The Equalizer 3 wouldn’t qualify as the jewel of Denzel Washington’s filmography, but it belongs on the crown. Skeptics: Please watch this one on Netflix before it’s gone on July 1.

Washington has two Oscars and nine nominations to his name, plus multiple Tonys for his stage work, and he’s devoted a good portion of his career to bringing the work of playwright August Wilson to screens. He is rightfully regarded as a god-tier thespian. And yet Washington is no stranger to pageturner-y fluff, which he elevates with the same swagger he brings to Shakespeare. His three Equalizer movies are the middle ground between the stoic forcefulness of his award-worthy dramatic turns, and the multiple movies he made with hyper-dynamic director Tony Scott, in which he manages trains. (Unstoppable and the Taking of Pelham 123 remake.) But The Equalizer 3 perfects the formula.

As the Equalizer, Washington plays ex-Marine and DIA officer Robert McCall, who is supposedly out of the hero game, except that he keeps getting recruited by those in need, over and over and over again. He can’t help it! He loves to do good, using his honed sense of sight and sound, which director Antoine Fuqua treats like a superpower.

The first in the series, 2014’s The Equalizer (also on Netflix) is kind of a mess: Washington is stuck dealing with sappy drama before Fuqua overplays his John Wick-level skills. There’s no balance, no tension, and fewer beatdowns than you might expect a movie in which McCall needs to take down Russian sex traffickers. But the one time the Equalizer sets his watch to his the exact amount of time it’ll take him to slice through a room full of goons, then executes his plan in ice-cold fashion… Well, that’s gold.

The Equalizer 2 (also on Netflix!) inches closer to what works without fully cracking a plot that gives Washington much to chew on. And what works is watching the star smack guys around. Also, like another TV adaptation franchise, the Mission: Impossible series, it acknowledges that putting your hero on a train is an easy way to create momentum in and outside a fight scene.

Fuqua turns the tables in The Equalizer 3 to maximum effect: As we have noted before, McCall essentially becomes Michael Myers in the threequel, stalking and hunting and knifing his way through unsuspecting victims. Luckily, the target of his slasher mayhem is the Italian mafia, who are very unkind to the locals of the Amalfi Coast! And in each action sequence, Washington strikes terror.

On top of the horror-tinged cinematography from legend Robert Richardson, Fuqua wisely avoids treating McCall as unkillable, which he seemed to be in the past installments. The opening sequence finds McCall plowing through baddies — hoping to avenge a couple bankrupted by cyber-crime, which puts him in good company with The Beekeeper and Thelma — but in the end, he takes a devastating shot to the back.
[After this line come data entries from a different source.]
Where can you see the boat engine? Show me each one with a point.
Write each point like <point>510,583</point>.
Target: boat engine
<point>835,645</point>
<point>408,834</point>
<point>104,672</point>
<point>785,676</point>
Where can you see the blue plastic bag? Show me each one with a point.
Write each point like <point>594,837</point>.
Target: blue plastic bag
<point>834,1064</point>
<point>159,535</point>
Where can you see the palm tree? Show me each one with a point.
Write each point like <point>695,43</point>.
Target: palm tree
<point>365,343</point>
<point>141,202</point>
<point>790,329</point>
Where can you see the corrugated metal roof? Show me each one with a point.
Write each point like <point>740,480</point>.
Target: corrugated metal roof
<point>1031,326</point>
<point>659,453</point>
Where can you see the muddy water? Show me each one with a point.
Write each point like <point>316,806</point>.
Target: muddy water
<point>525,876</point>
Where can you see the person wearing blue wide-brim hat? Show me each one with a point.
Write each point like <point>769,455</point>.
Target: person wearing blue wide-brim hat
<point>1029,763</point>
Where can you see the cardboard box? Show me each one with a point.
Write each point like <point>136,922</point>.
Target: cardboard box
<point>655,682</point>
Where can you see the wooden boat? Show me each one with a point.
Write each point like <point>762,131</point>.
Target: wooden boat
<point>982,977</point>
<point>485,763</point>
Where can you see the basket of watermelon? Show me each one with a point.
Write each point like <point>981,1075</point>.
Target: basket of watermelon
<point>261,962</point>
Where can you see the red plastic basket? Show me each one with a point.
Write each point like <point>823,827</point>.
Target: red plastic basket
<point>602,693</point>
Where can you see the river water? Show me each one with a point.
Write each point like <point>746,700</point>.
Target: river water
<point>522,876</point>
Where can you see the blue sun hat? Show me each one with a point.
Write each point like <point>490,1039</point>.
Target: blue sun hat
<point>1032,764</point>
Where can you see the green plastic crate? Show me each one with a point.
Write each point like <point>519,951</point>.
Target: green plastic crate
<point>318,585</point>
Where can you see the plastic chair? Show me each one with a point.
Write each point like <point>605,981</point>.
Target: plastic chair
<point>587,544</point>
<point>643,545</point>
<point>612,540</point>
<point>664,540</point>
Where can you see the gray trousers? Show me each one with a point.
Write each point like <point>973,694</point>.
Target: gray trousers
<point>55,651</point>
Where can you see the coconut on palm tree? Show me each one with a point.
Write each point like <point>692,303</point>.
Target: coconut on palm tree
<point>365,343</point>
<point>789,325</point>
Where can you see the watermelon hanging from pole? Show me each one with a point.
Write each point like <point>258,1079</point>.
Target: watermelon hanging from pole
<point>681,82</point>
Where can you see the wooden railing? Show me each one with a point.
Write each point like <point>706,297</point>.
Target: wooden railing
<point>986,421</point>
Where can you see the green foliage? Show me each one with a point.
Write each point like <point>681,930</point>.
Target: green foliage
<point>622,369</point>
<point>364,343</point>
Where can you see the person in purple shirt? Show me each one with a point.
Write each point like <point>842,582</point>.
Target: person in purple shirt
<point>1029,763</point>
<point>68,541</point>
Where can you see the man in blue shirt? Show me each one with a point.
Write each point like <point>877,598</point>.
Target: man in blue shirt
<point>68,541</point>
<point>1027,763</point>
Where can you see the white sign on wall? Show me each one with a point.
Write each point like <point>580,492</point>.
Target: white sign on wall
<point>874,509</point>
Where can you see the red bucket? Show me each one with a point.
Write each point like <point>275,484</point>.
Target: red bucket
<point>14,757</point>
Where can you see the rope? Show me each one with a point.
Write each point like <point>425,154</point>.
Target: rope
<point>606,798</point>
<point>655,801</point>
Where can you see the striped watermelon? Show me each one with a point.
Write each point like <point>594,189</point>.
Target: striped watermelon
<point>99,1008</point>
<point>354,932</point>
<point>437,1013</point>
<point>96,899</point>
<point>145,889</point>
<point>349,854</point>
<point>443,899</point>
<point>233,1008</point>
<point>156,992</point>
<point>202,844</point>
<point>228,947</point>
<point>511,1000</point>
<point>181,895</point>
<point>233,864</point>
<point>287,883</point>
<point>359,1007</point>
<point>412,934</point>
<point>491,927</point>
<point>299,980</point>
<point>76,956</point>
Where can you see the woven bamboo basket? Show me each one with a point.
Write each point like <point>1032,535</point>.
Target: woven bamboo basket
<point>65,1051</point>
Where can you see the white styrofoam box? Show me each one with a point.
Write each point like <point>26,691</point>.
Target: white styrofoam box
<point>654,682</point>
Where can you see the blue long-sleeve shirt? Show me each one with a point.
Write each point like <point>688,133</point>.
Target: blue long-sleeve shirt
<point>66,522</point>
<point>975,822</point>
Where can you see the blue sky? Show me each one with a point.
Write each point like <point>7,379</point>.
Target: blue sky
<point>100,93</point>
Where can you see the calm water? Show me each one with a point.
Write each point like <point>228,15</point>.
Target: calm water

Bad! Luckily, a local stumbles across his unconscious body and nurses him back to health. The respite of laying low and drinking espresso brings him closer to the village, which is plagued by mafiosos. His ruffling of feathers catches the eye of a CIA agent played by Dakota Fanning, who co-starred with Washington as the little kidnapped girl in 2004’s Man on Fire, and is now somehow old enough for a role as a CIA agent.

There’s a surprising amount of sensitive dialogue between Washington and his Italian company as he learns of their constant fear and the mafia stranglehold on their businesses. Fanning is a formidable performer opposite him when she enters the picture, with a number of fair questions as to why vigilante justice is even mildly acceptable to a man of honor. All this is threaded between actual action scenes, unlike the oil-and-water combo of The Equalizer, and Fuqua and Washington never mask the fact that a 68-year-old man is performing the stunts. The punches the Equalizer takes hurt as much as the ones he delivers. (Tom Cruise could learn this lesson.)

There are many great Denzel Washington action movies that rank above The Equalizer 3 in the pantheon — here they are, in fact — but in this era, it’s easy to see a “3” in a title and completely dismiss the effort. The Equalizer 3 deserves the attention — at the very least, to prepare you for The Equalizer 4.